Je traverse la rue et je tourne au carrefour suivant. J’arrive à la radiologie. Une pancarte indique que les patients doivent se présenter à l’heure précise de leur rendez-vous. Ici, adieu les salles d’attente pleines et les retards. Je ne sais pas si ça sera le cas partout mais ce fonctionnement qui aurait dû être la base d’un fonctionnement normal, semble plutôt efficace et me paraît comme une évidence. J’entre dans le bâtiment et suis accueillie directement au guichet où les dames se tiennent derrière des vitres en plexiglas. Elles me demandent mon ordonnance et ma carte vitale et je m’installe dans la salle d’attente où seulement 2 autres personnes attendent, avec les distanciations largement respectées. 20 secondes plus tard je suis appelée par une dame qui m’emmène faire la mammographie. Bon, je confirme ce qui avait pu m’être dit, ça n’est pas agréable… Les dames aux gros seins disent que ce n’est pas agréables. Je ferai donc partie de celles aux petits qui diront que ça ne l’est pas non plus. Je dois tenir des appareils de radiologie à pleine main et franchement je ne suis pas rassurée. Je finis par retourner en salle d’attente. Quelques temps plus tard, je suis de nouveau appelée par un autre docteur qui va cette fois-ci me faire une échographie. Là, ce n’est pas douloureux, ouf. Et il me donne directement le verdict, il n’y a aucun problème spécifique. Rassurée. J’avoue qu’en cette période, je n’ai pris que quelques minutes pour m’inquiéter d’un résultat qui aurait pu bouleverser ma vie à jamais… alors que la présence d’un virus hypothétique focalise mon attention depuis des mois…

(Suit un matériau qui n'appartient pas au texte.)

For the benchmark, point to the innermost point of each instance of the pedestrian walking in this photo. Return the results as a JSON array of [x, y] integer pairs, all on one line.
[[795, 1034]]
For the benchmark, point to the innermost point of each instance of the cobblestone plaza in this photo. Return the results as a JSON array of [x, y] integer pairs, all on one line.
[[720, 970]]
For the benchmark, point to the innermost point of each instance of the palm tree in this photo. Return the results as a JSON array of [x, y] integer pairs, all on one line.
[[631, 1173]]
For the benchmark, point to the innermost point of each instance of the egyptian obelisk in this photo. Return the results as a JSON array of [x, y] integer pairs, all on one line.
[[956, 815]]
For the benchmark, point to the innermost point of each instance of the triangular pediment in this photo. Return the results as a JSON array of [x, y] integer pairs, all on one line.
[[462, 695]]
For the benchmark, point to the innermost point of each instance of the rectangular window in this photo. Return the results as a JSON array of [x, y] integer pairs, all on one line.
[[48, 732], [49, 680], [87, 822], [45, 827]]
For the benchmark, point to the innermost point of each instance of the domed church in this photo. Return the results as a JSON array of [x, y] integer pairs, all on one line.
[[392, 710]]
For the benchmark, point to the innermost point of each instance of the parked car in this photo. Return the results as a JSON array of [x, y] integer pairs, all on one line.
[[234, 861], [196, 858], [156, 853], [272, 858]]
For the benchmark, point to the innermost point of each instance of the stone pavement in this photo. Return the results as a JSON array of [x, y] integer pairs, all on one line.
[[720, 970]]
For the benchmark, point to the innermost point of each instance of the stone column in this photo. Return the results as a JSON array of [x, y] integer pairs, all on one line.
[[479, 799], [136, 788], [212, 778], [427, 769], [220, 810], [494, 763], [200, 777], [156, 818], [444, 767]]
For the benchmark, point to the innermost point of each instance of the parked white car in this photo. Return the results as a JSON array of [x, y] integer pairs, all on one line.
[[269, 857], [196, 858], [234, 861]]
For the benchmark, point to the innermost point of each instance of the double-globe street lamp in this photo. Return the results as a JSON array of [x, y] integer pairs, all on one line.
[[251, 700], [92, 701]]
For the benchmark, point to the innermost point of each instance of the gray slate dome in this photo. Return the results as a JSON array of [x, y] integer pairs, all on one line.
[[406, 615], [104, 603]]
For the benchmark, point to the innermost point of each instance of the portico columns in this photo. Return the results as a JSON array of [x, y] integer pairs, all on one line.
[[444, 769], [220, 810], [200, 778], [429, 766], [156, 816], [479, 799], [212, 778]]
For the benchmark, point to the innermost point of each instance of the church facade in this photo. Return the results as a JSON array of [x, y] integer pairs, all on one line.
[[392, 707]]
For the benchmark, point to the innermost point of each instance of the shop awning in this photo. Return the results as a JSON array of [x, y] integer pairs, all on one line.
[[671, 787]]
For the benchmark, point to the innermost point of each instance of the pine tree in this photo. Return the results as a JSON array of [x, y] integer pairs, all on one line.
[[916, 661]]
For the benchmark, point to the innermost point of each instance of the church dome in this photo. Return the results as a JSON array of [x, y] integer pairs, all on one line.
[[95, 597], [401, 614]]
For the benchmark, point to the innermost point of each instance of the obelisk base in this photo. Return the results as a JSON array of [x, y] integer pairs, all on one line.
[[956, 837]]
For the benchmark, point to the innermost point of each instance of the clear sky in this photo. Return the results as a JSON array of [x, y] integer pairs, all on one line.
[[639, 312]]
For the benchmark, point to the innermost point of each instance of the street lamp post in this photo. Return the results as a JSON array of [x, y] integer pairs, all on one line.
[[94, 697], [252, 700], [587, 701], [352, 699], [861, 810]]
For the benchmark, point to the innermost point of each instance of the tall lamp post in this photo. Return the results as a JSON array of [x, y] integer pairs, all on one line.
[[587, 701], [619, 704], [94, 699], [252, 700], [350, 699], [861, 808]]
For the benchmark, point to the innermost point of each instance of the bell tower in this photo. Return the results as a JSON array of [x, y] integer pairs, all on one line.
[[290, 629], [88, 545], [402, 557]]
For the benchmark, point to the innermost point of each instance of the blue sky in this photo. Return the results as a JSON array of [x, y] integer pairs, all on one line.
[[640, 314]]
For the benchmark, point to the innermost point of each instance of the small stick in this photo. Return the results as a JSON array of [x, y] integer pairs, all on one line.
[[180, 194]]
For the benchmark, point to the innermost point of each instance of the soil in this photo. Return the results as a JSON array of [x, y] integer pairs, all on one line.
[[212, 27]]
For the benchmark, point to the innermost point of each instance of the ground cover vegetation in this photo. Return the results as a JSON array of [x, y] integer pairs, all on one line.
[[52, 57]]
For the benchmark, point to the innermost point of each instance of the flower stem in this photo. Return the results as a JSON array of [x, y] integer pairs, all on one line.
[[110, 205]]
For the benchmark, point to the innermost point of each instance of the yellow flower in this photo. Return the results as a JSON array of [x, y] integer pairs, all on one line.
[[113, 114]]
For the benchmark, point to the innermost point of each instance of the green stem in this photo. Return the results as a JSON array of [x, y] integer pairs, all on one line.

Quand je me rhabille, je vois le docteur entrain de faire son protocole de désinfection et ça me rassure un peu.
Dans quel monde vivons-nous désormais ?
Je retourne en salle d’attente. Toujours peu de monde. Mais des gens entrent pour simplement prendre un rendez-vous. Ils préfèrent se déplacer plutôt que de téléphoner. J’ai vraiment du mal à comprendre. La temporalité semble étirable à l’envie. Je suis appelée pour payer. Au vu du prix, la carte bancaire est nécessaire, sans paiement sans contact…
Au bout de 45 minutes en tout je repars avec mes résultats.
Cette parenthèse dans ma journée m’a semblé totalement surréaliste. Pourtant, c’est ce que nous nous apprêtons à vivre les prochains mois, les prochaines années ou peut-être à jamais si d’autres virus viennent à faire leur apparition.
Après avoir déjeuné, puis fait la vaisselle, je me remets trop tardivement à mon goût au boulot, dans le salon, pour pouvoir avancer sur l’école à la maison de Kara. Heureusement, Thémis a fini son plan de travail et peut s’occuper des Arts visuels pour Kara et ça se passe bien.
Je profite du fait de pouvoir à la fois travailler et à la fois échanger avec les filles sans que ça me perturbe et m’interrompe. Mais le soir, je continue à bosser plus longtemps pour terminer ce que je veux finir pour ma journée.
Comme nous avons avancé la valise pour le week-end, nous nous organisons pour qu’une fois le dîner fini, nous puissions jouer à GW2 avec les garçons. Soirée exceptionnelle car nous sommes tous là, les 6 joueurs. Ca n’était pas arrivé depuis… en fait des années, et ça n’était pas forcément ces joueurs là car à l’époque Yann jouait aussi avec nous.
Nous passons une très bonne soirée à jouer et je réussis à m’installer dans mon lit pour en profiter confortablement. Ça suffit pour déplacer le perso et lancer les attaques.